On the occasion of the marriage of Mary and Philip Southwell was rewarded with a pension of five hundred pounds per annum.

==Marriage and issue==
On 1 May 1536 Southwell married Margaret Neville, the daughter of Sir Thomas Neville, fifth son of George Neville, 2nd Baron Bergavenny, and Katherine (née Dacre), widow of George FitzHugh, 7th Baron FitzHugh (d. 28 January 1513), and daughter of Humphrey Dacre, 1st Baron Dacre of Gilsland, and Mabel Parr, the daughter of Sir Thomas Parr (d. 24 November 1464). The birth dates of five of their children are recorded in a Book of hours:

- Thomas Southwell (b. 24 March 1537 – 1568), who married firstly, Mary, daughter of Sir Henry Jerningham of Costessey, Norfolk, by whom he had no issue; secondly Mary Mansell, the daughter of Sir Rice Mansell of Glamorganshire, Wales, by whom he had a son and heir, Sir Robert Southwell, and thirdly Nazareth Newton (d. 1583), daughter of Sir John Newton, of Hawtrey, Somerset, by whom he had a daughter, Elizabeth, who married Sir Barentyne Molyns of Clapcot by Wallingford in Berkshire (now Oxfordshire) (son of Michael Molyns MP).
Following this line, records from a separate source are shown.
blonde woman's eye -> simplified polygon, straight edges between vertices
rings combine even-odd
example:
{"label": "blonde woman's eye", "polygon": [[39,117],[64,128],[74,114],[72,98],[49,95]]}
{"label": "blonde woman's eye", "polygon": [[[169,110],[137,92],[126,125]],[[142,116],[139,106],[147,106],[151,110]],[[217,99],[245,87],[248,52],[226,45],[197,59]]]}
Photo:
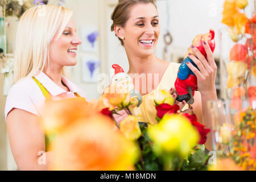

After Thomas Southwell's death his widow, Nazareth, married Thomas Paget, 4th Baron Paget.
- Francis Southwell (b. 14 December 1538).
- Anne Southwell (b. 18 March 1540).
- Dorothy Southwell (b. 21 September 1542).
- Henry Southwell (b. 4 September 1543).

Although the birth of Southwell's fourth son, Robert, is not recorded in the Book of Hours, he is mentioned in connection with the manor of Merstham in 1569.

Sir Robert Southwell died 26 October 1559, and on 13 November 1561 Margaret married William Plumbe. She died 25 December 1575, and was buried in the Church of St Giles at Wyddial, Hertfordshire, where she is commemorated by a memorial brass.